Under current law, the burden is shifted to the U.S. Food and Drug Administration
(FDA) to prove products unsafe before they can be withdrawn from the market. Commercial
herbal medicine preparations may have unpredictable pharmacologic effects resulting
from inaccurate labeling, misidentified plants, adulterants, natural potency variations,
and unstandardized processing methods.
In this chapter, we discuss the preoperative assessment and management
of patients who use herbal medicines and examine nine herbal medicines that have
the greatest impact on perioperative patient care: echinacea, ephedra, garlic, ginkgo
biloba, ginseng, kava, saw palmetto, St. John's wort, and valerian ( Table
15-2
). These nine account for 50% of the herbal medicines sold in the
United States[9]
( Table
15-3
). Print and Internet resources for additional information on herbal
medicines are provided in Table 15-4
.
Preoperative Assessment and Management
The preoperative assessment should address the use of herbal medicines
(see Chapter 25
). More than
70% of patients are not forthcoming about their herbal medicine use during routine
preoperative assessment.[5]
When a positive history
of herbal medicine use is obtained, one of five patients is unable to properly identify
the preparation being taken.[13]
Patients should
be asked to bring their herbal medicines and other dietary supplements with them
at the time of the preoperative evaluation. A positive history of herbal medicine
use should also prompt anesthesiologists to suspect the presence of undiagnosed disorders
causing symptoms leading to self-medication. Patients who use herbal medicines may
be more likely than those who do not to avoid conventional diagnosis and therapy.
[14]
Herbal medicines should be discontinued preoperatively. When
pharmacokinetic data for the active constituents in an herbal medication are available,
the timeframe for preoperative discontinuation can be tailored. For other herbal
medicines, 2 weeks is recommended.[15]
However,
because many patients require nonelective surgery, are not evaluated until the day
of surgery, or are noncompliant with instructions to discontinue herbal medications
preoperatively in clinical practice, they may take herbal medicines until the day
of surgery. In this common situation, anesthesia can usually proceed safely at the
discretion of the anesthesiologist, who should be familiar with commonly used herbal
medicines to avoid or recognize and treat complications that may arise. For instance,
recent use of herbal medicines that inhibit platelet function (e.g., garlic, ginseng,
ginkgo biloba) may warrant specific strategies in the face of procedures with substantial
intraoperative blood loss (e.g., platelet transfusion) and those that alter the risk-benefit
ratio of using certain anesthetic techniques (e.g., neuraxial blockade).

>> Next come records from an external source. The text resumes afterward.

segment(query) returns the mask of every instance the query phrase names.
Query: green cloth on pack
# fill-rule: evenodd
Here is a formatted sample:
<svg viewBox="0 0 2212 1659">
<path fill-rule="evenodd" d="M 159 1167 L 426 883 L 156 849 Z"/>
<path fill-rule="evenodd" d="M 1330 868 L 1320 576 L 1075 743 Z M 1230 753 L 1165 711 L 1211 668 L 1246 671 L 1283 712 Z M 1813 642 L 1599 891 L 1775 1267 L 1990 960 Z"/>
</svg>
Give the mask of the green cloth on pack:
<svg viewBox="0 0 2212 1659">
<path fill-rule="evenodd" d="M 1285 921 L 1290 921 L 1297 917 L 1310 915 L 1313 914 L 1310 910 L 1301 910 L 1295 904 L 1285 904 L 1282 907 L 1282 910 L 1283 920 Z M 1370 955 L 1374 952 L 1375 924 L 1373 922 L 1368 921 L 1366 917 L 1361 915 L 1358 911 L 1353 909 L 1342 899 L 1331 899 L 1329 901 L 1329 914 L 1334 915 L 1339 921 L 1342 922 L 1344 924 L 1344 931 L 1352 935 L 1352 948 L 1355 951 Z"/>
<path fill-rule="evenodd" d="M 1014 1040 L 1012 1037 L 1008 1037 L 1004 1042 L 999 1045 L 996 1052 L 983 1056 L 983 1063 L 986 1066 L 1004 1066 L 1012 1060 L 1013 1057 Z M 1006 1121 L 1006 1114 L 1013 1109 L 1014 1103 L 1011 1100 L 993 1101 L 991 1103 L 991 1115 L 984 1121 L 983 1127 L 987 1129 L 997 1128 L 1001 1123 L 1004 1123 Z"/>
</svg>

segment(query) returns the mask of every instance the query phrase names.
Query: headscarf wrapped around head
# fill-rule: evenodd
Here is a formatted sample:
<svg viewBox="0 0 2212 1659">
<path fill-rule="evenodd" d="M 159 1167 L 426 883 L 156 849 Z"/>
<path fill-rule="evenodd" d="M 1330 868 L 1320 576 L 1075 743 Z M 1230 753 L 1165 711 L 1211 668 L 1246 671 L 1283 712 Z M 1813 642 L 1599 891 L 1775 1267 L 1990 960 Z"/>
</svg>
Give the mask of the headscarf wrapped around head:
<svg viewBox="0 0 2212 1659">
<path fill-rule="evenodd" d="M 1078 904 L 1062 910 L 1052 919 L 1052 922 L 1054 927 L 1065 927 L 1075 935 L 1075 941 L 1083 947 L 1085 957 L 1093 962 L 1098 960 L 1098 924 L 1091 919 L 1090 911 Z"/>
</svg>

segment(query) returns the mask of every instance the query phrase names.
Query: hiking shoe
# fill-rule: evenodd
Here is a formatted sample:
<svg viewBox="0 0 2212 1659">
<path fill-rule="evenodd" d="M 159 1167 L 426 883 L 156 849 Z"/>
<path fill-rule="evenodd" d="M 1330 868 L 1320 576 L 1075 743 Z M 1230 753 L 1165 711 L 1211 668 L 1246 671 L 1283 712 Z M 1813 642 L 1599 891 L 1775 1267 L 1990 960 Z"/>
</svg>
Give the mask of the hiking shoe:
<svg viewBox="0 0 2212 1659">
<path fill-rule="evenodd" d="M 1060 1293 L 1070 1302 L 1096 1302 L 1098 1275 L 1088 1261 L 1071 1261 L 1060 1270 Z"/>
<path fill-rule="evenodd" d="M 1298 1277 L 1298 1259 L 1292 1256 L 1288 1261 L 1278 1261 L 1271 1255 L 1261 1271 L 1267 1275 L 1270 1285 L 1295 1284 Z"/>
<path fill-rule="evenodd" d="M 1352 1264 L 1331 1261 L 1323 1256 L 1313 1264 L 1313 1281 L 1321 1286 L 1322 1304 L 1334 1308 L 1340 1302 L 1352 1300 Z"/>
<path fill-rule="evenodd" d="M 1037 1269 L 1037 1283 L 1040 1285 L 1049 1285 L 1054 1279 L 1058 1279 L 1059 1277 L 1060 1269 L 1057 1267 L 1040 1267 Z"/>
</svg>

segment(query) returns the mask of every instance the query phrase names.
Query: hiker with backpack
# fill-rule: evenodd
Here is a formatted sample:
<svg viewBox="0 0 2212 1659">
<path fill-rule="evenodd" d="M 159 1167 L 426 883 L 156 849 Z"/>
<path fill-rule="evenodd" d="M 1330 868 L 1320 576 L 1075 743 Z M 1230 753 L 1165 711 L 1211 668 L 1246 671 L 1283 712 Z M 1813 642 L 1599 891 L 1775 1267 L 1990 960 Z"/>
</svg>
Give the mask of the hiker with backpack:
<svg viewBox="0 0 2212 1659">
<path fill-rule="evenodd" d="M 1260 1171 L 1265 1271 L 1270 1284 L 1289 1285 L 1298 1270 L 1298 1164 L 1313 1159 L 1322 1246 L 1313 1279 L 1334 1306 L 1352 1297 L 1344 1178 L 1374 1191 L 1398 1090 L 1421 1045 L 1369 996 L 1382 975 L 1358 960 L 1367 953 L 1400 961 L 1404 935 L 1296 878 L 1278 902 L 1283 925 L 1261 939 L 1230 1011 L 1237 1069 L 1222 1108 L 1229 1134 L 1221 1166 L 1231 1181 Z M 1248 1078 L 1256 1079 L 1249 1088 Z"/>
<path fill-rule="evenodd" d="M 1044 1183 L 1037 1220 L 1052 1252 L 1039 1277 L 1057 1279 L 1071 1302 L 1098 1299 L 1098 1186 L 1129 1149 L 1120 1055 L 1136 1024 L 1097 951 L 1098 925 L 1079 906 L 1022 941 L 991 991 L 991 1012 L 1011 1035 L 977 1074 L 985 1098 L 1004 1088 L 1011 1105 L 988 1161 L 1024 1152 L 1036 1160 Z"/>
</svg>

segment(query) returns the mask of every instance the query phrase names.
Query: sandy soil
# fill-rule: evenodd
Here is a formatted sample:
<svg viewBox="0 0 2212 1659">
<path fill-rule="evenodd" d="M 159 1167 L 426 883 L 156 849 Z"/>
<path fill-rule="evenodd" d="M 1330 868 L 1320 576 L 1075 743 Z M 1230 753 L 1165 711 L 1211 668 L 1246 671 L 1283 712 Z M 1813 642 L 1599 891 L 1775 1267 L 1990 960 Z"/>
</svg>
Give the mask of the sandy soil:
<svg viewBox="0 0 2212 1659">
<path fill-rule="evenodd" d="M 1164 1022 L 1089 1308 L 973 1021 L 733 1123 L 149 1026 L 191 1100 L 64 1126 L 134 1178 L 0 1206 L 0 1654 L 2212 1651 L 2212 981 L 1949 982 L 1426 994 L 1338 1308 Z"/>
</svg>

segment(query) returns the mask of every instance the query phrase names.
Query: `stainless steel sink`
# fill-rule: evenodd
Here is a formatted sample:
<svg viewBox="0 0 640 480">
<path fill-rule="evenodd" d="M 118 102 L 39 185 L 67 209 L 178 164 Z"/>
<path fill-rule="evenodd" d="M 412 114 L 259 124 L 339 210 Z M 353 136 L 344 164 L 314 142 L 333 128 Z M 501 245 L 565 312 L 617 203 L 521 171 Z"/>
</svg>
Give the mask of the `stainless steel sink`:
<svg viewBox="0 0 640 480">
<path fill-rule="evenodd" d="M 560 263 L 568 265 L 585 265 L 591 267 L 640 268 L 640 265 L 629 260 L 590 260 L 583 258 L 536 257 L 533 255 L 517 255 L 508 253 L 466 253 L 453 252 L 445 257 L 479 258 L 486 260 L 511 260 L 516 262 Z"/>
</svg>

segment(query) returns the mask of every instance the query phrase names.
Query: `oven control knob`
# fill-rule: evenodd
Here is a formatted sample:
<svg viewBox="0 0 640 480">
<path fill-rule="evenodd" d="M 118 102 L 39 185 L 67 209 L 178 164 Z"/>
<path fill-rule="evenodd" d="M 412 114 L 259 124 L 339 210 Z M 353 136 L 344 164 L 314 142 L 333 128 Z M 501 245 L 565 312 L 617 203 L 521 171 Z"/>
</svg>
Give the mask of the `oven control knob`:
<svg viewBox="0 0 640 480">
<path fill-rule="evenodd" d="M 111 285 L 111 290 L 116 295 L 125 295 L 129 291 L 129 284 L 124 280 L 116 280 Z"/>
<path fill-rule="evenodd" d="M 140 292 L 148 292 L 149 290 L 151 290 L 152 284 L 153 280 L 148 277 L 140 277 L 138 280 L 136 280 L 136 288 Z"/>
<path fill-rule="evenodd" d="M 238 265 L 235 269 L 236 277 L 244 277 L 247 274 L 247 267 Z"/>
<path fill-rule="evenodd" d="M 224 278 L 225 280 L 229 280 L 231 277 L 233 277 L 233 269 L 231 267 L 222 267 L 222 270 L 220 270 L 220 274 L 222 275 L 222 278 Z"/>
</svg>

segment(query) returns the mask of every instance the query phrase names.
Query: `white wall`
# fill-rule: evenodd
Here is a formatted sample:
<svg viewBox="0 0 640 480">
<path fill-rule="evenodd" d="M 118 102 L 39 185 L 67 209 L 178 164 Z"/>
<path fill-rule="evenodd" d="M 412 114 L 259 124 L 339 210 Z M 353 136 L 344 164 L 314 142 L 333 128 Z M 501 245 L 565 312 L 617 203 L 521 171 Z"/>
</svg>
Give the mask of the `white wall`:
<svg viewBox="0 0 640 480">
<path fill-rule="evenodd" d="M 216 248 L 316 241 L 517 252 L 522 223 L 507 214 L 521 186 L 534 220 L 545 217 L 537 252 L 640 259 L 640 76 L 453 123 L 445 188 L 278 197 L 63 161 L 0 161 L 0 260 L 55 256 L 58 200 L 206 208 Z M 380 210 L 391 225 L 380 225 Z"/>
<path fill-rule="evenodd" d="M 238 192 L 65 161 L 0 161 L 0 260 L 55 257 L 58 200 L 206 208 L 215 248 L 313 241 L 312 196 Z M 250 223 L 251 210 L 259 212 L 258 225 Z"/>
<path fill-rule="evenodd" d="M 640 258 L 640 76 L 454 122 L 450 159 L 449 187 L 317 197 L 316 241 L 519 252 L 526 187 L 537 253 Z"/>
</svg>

Preoperative discontinuation of all herbal medicines may not eliminate
complications related to their use. Withdrawal of regular medications is associated
with increased morbidity and mortality after surgery.[16]
In alcoholics, preoperative abstinence may result in poorer postoperative outcome
than continued preoperative drinking.[17]
The danger
of abstinence after long-term use may be similar with herbal medicines such as valerian,
which has the potential to produce acute withdrawal after long-term use.